El Imra de mi relato es una víctima múltiple: víctima de la shoá, víctima de la sociedad en el pasado que no le permitió hablar, víctima de la comunidad de hoy que lo fuerza a tener que hacerse un lugar a los codazos en el espacio de los sobrevivientes para ser escuchado, víctima de su victimización que lo lleva a lastimar sin querer a otros iguales que él, víctima del tiempo que se le viene encima.
A veces pienso que el regreso a la vida de los sobrevivientes de la shoá será siempre parcial, que guardarán esa pregunta de ¿por qué a mí? como matriz de identidad que permanecerá siempre sin respuesta.
¿Por qué a mí ser judío?
¿Por qué a mí haber estado en Europa en aquel momento?
¿Por qué a mí haber perdido a mi mamá, a mi papá, a mis hermanos, a mi marido, a mi esposa, a mis hijos, a mis abuelos, a mis amigos..?
¿Por qué a mí haber perdido mi infancia, mi juventud?

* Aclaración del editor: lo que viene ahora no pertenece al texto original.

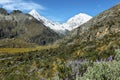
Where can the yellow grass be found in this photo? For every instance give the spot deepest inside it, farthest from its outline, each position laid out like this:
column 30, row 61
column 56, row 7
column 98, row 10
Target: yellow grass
column 21, row 50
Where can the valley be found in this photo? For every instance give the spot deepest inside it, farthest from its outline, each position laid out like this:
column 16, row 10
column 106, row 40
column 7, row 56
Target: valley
column 31, row 50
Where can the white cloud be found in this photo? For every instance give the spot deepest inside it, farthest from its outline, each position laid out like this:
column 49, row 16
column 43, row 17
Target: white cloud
column 2, row 2
column 20, row 5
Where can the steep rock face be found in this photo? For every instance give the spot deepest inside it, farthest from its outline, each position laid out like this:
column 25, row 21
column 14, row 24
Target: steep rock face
column 24, row 26
column 98, row 37
column 105, row 23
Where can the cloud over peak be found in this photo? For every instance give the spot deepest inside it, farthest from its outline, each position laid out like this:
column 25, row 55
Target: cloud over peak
column 20, row 5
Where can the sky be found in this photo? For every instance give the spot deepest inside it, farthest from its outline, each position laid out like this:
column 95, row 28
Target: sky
column 59, row 10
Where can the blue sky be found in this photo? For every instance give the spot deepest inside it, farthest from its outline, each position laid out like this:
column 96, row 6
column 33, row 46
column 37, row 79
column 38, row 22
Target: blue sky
column 59, row 10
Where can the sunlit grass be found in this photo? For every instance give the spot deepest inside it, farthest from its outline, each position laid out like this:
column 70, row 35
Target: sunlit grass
column 22, row 50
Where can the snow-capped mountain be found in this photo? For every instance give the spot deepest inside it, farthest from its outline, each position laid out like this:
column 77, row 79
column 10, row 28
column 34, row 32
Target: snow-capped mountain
column 72, row 23
column 76, row 21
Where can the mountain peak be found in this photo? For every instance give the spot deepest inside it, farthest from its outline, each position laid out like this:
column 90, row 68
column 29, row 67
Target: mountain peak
column 72, row 23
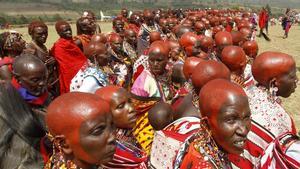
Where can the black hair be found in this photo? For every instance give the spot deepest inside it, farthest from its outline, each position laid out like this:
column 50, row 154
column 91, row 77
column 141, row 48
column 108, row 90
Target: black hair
column 18, row 118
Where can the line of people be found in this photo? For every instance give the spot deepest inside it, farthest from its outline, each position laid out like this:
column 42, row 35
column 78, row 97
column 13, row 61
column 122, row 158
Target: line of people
column 165, row 89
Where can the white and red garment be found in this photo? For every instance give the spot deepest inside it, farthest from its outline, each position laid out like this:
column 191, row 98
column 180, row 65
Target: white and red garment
column 283, row 153
column 167, row 142
column 269, row 120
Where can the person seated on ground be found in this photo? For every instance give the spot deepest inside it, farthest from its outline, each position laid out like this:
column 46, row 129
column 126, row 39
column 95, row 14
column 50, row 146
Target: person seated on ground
column 38, row 31
column 275, row 74
column 86, row 28
column 217, row 136
column 160, row 115
column 151, row 86
column 11, row 45
column 67, row 54
column 95, row 72
column 128, row 154
column 130, row 44
column 81, row 130
column 21, row 132
column 235, row 59
column 120, row 62
column 30, row 80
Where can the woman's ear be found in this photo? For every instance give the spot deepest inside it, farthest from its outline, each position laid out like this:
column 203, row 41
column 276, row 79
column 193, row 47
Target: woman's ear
column 63, row 144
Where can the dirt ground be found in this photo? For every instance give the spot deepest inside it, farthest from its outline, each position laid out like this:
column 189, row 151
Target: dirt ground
column 291, row 46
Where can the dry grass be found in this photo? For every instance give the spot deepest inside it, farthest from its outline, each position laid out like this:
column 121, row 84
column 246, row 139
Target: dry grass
column 290, row 46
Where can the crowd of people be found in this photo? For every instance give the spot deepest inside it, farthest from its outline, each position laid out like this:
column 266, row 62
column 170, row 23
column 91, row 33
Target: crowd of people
column 182, row 89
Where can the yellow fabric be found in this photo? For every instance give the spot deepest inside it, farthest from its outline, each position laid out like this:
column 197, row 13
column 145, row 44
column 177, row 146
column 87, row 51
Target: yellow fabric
column 144, row 133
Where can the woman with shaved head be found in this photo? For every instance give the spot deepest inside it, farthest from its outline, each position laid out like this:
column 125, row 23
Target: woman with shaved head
column 128, row 153
column 151, row 86
column 275, row 74
column 94, row 74
column 81, row 131
column 224, row 126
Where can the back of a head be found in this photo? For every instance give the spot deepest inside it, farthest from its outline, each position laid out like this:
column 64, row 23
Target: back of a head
column 189, row 65
column 269, row 65
column 215, row 94
column 223, row 38
column 21, row 63
column 66, row 112
column 234, row 58
column 160, row 115
column 208, row 70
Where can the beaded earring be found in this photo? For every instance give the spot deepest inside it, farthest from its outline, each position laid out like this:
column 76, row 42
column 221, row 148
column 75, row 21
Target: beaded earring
column 57, row 160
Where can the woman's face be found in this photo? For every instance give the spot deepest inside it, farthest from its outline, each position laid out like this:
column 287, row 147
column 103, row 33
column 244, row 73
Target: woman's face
column 157, row 63
column 88, row 26
column 124, row 115
column 287, row 83
column 96, row 139
column 231, row 125
column 65, row 31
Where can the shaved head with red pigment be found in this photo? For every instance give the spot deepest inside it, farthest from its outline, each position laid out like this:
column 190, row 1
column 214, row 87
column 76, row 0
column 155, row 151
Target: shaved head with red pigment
column 190, row 43
column 189, row 65
column 208, row 70
column 158, row 57
column 72, row 118
column 207, row 44
column 154, row 36
column 226, row 107
column 98, row 38
column 223, row 38
column 234, row 58
column 269, row 65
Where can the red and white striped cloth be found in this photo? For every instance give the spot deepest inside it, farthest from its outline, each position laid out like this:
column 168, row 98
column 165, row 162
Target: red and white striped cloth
column 269, row 120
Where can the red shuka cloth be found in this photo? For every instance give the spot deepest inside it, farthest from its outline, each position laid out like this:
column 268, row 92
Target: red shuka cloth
column 262, row 19
column 70, row 59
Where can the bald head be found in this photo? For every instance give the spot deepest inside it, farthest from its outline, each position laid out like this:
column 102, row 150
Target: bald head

¿Por qué a mí haber perdido mi casa, mi lugar, mi idioma?
¿Por qué a mí haber estado en campos, escondido, con otra identidad, asustado, muriendo tantas veces esa muerte atroz de seguir vivo?
¿Por qué a mí haber sobrevivido y encontrarme a solas con mis recuerdos?
¿Por qué a mí haber sido recibido con falsas bienvenidas y con sospechas encubiertas?
¿Por qué a mí seguir en un lugar que siempre parece un no-lugar, estar de pie sin estar seguro de estarlo, hablar sabiendo que nunca podré decir?
Son preguntas, y perdón por la reiteración, que me ponen muy triste.
Nota: Aunque la esencia de la situación que he relatado se atiene estrictamente a algo de lo que fui testigo, tanto los personajes como las circunstancias son ficticias.